NEW YORK • The news may just make some avid fans go mad.
Mad magazine, the once-subversive humour publication that helped redefine American satire, will - after October - cease being the fresh creative force that it was across seven decades.
"Age hits everybody: It hits magazines, it hits the movies, it hits technology," said Mad cartoonist Sergio Aragones.
The magazine hit a peak of more than two million subscribers in the early 1970s. But commercial pressures have changed since the 1990s.
As circulation dwindled, the magazine owned by Warner shifted to a quarterly publishing schedule.
Now, the Mad brand will mostly endure by simply recirculating its vintage material, living on through the appeal of what it once was.
"We've influenced or entertained a great many people who are now grown and introducing it to their children," Mad cartoonist Al Jaffee said. "It's mostly nostalgia now."
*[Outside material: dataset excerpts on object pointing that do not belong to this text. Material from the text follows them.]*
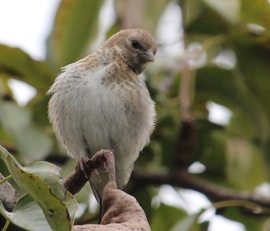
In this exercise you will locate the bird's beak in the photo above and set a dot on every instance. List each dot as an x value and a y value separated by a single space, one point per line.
149 56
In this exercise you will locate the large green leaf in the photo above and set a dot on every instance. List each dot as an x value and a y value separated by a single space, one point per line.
17 64
27 215
228 88
43 183
75 26
31 140
243 161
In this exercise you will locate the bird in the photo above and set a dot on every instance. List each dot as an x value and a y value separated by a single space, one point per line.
102 102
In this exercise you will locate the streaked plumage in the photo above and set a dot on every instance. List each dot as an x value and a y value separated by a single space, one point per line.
100 102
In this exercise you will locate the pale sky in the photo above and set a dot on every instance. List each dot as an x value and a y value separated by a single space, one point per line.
26 24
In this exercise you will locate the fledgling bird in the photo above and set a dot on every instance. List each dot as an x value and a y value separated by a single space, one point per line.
100 102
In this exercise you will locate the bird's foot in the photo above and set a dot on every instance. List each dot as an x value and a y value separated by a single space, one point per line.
105 158
82 165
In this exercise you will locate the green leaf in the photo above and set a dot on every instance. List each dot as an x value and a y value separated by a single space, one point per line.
243 160
54 208
27 215
30 140
16 63
75 26
229 89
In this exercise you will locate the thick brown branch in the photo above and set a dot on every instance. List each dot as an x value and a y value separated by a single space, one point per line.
186 180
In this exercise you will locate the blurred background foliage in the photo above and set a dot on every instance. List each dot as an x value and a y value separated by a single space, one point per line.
212 55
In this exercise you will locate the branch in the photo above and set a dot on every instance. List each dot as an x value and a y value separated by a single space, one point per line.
186 180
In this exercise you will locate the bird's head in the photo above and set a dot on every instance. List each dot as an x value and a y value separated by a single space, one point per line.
137 47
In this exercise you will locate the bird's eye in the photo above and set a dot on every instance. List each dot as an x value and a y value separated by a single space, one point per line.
135 44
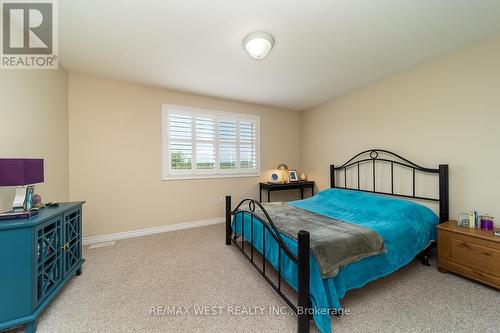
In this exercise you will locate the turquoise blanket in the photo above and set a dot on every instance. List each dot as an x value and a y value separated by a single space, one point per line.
406 227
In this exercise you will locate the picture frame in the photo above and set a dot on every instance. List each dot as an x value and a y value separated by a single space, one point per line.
292 176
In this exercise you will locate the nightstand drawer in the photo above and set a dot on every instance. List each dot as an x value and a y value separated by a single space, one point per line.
475 256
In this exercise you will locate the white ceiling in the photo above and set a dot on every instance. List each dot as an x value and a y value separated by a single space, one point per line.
323 48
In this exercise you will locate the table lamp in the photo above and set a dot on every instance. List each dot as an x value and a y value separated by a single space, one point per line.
21 172
283 168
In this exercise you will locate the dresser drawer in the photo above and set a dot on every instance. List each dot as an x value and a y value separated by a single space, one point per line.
478 257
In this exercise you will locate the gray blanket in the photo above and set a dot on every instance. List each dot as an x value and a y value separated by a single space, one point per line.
334 243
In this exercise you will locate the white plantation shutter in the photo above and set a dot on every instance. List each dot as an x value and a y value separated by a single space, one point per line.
248 144
201 143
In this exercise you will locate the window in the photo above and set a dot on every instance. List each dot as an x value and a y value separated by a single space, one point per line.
200 143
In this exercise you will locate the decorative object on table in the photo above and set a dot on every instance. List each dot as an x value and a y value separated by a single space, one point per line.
37 200
486 222
283 168
463 220
21 172
275 177
470 220
292 175
18 214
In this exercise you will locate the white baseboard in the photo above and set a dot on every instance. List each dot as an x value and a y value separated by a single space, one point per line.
150 231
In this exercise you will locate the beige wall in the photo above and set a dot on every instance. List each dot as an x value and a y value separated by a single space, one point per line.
115 156
444 111
34 123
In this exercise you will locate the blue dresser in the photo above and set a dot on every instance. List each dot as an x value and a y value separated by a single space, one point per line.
38 256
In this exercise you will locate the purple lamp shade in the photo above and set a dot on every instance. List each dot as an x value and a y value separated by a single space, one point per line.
20 171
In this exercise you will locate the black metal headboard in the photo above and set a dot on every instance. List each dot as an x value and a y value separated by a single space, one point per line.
372 156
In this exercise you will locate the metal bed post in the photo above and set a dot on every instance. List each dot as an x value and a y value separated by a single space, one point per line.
444 193
229 230
332 176
303 292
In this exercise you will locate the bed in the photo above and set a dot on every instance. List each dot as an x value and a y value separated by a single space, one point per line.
407 230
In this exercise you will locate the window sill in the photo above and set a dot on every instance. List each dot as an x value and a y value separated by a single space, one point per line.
196 177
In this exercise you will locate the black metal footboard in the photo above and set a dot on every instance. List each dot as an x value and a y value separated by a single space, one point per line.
302 259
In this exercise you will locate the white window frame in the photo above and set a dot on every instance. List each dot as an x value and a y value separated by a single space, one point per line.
169 174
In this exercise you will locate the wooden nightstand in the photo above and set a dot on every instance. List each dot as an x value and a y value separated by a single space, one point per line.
472 253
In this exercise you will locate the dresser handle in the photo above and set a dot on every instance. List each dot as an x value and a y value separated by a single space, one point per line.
464 244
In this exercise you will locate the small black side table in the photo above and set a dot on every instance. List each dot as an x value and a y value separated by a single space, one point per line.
269 187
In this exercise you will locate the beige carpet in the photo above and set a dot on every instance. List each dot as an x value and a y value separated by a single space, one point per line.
193 267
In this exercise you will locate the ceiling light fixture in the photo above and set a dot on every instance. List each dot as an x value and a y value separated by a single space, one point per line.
258 44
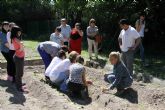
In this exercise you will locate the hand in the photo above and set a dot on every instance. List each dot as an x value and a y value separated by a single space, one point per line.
105 89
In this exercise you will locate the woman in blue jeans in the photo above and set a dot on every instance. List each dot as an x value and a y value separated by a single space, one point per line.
120 78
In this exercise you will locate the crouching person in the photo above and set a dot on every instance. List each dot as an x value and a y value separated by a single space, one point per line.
120 78
61 71
77 84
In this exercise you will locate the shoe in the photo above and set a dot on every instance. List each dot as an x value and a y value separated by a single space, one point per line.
10 78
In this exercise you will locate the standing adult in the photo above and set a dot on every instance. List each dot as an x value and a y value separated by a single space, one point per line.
92 31
129 40
11 49
65 30
4 47
76 38
140 27
57 36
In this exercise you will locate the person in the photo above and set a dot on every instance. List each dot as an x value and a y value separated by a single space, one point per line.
48 50
11 50
77 79
92 31
120 78
57 37
129 39
4 47
65 30
56 60
18 57
140 27
61 71
76 38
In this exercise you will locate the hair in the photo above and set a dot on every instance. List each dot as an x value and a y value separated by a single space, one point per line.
14 32
61 54
124 21
92 21
3 24
11 24
115 55
72 56
80 59
64 48
58 29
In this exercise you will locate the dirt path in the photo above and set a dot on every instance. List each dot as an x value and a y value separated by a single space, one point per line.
43 97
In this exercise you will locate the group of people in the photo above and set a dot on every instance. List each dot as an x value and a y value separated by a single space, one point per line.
69 73
11 47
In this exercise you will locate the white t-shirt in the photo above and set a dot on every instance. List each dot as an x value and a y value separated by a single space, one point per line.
11 46
54 62
128 38
65 31
63 66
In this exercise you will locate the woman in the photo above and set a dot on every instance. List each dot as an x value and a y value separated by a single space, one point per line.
76 38
18 58
77 80
5 49
92 31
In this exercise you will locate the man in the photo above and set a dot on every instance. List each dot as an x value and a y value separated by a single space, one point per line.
140 27
129 40
48 50
65 31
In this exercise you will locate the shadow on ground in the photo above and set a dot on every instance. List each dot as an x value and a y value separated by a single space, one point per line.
18 97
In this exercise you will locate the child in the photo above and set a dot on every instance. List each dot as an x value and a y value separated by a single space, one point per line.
18 58
61 71
56 60
57 37
120 78
77 80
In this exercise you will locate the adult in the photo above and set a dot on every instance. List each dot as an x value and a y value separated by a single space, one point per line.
77 79
61 71
92 31
76 38
56 60
11 49
65 30
48 50
140 27
129 39
57 36
4 47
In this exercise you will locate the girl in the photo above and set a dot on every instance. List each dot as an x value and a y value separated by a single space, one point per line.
18 58
56 60
92 31
4 47
77 80
76 38
120 78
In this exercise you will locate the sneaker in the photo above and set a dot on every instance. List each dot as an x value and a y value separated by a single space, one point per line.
9 78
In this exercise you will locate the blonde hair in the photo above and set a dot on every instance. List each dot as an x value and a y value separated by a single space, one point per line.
115 55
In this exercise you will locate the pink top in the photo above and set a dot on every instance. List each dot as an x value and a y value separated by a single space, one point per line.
17 45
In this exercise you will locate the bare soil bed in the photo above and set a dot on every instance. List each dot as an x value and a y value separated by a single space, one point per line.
141 96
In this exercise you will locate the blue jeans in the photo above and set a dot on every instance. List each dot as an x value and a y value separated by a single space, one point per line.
142 52
45 57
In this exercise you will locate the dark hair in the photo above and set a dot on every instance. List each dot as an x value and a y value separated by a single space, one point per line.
58 29
61 54
124 21
92 21
79 25
64 48
14 32
3 24
80 59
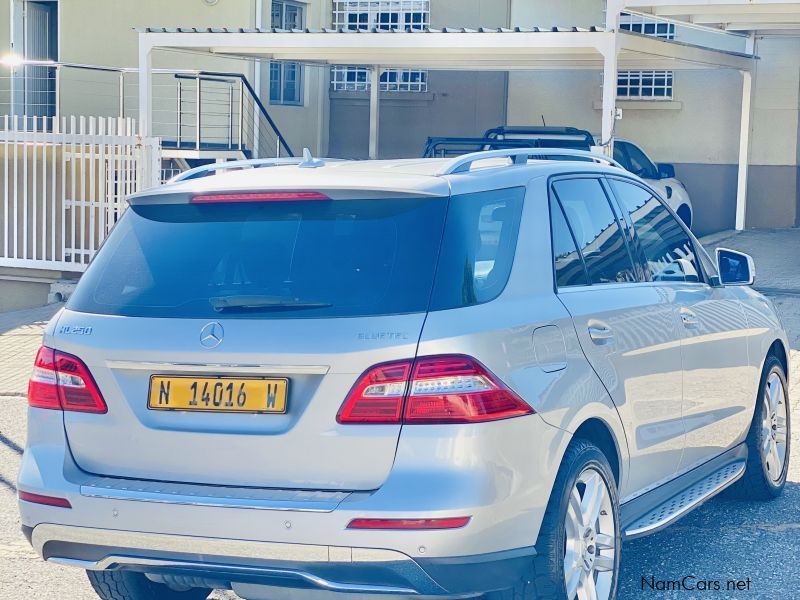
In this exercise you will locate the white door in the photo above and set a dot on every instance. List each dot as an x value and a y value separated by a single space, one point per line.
39 42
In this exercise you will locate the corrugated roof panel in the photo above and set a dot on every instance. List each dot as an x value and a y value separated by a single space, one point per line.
555 29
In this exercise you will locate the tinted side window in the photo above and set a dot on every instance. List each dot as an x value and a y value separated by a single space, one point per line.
639 163
566 258
621 156
667 248
480 239
596 230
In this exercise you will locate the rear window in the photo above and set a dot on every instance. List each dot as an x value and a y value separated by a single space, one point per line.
272 260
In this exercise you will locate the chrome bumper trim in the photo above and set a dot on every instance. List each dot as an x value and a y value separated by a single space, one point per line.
245 549
120 561
111 488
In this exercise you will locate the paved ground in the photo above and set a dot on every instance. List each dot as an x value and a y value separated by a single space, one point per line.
723 540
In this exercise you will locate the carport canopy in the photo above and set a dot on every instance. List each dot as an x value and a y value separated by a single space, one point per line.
728 15
525 49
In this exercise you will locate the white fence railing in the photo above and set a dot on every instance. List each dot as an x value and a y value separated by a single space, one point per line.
63 183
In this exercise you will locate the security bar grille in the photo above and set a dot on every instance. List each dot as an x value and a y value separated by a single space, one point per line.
384 15
645 85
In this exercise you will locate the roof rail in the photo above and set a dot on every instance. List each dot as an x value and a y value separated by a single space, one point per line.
305 161
520 156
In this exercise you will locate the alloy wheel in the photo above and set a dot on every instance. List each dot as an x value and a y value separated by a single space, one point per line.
590 549
774 427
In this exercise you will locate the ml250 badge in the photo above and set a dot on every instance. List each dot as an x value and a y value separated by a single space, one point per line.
70 330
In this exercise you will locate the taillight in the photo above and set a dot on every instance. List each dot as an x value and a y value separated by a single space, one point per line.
458 389
46 500
258 197
432 389
63 382
43 384
409 524
378 395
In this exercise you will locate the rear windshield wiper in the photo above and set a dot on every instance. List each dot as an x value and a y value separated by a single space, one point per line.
256 302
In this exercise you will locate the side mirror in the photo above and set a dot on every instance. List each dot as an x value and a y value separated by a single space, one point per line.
735 268
666 171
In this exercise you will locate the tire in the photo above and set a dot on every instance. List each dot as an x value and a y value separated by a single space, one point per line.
546 578
127 585
761 479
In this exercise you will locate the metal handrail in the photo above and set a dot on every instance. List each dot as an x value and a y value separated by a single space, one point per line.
223 77
235 138
520 156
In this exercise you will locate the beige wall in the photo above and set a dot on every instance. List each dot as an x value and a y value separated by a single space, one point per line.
470 13
304 126
102 33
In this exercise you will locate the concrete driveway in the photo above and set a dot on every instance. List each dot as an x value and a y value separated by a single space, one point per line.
755 545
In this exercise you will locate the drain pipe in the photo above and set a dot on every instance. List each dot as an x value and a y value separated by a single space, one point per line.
257 86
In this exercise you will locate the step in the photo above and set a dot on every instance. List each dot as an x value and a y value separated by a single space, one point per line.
686 501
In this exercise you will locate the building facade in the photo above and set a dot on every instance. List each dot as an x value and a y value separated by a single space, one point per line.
687 118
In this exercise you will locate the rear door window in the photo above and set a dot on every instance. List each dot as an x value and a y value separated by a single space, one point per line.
668 250
595 229
567 261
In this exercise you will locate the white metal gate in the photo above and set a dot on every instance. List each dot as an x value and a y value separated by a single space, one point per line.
63 184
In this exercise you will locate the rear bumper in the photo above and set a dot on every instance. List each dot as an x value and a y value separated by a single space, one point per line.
240 564
499 474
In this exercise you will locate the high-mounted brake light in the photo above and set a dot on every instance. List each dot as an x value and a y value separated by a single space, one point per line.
409 524
61 381
431 389
46 500
258 197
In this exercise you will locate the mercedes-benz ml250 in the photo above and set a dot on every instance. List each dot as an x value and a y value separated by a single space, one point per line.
464 377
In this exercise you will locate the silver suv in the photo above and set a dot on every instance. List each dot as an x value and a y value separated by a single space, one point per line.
458 377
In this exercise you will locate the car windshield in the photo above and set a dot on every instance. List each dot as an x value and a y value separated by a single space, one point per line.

Mad will begin disappearing from newsstands though it will remain available to subscribers and through comic shops. After this autumn, it will produce no new content, except for year-end specials.
All issues after that will be republished content culled from 67 years of publication and Mad will continue to publish books and special collections, sources said.
Veterans of the magazine said Mad was a victim of its own success. "Its smart satire, and irreverent and self-deprecating humour spawned generations of humorists who brought those sensibilities to books, film, TV and the Internet," said Mad artist Tom Richmond. "New generations then received their satirical influences from these new media stars, not knowing where the source came from. Even up until the end, Mad was doing sharp satirical work but, ultimately, audiences were elsewhere."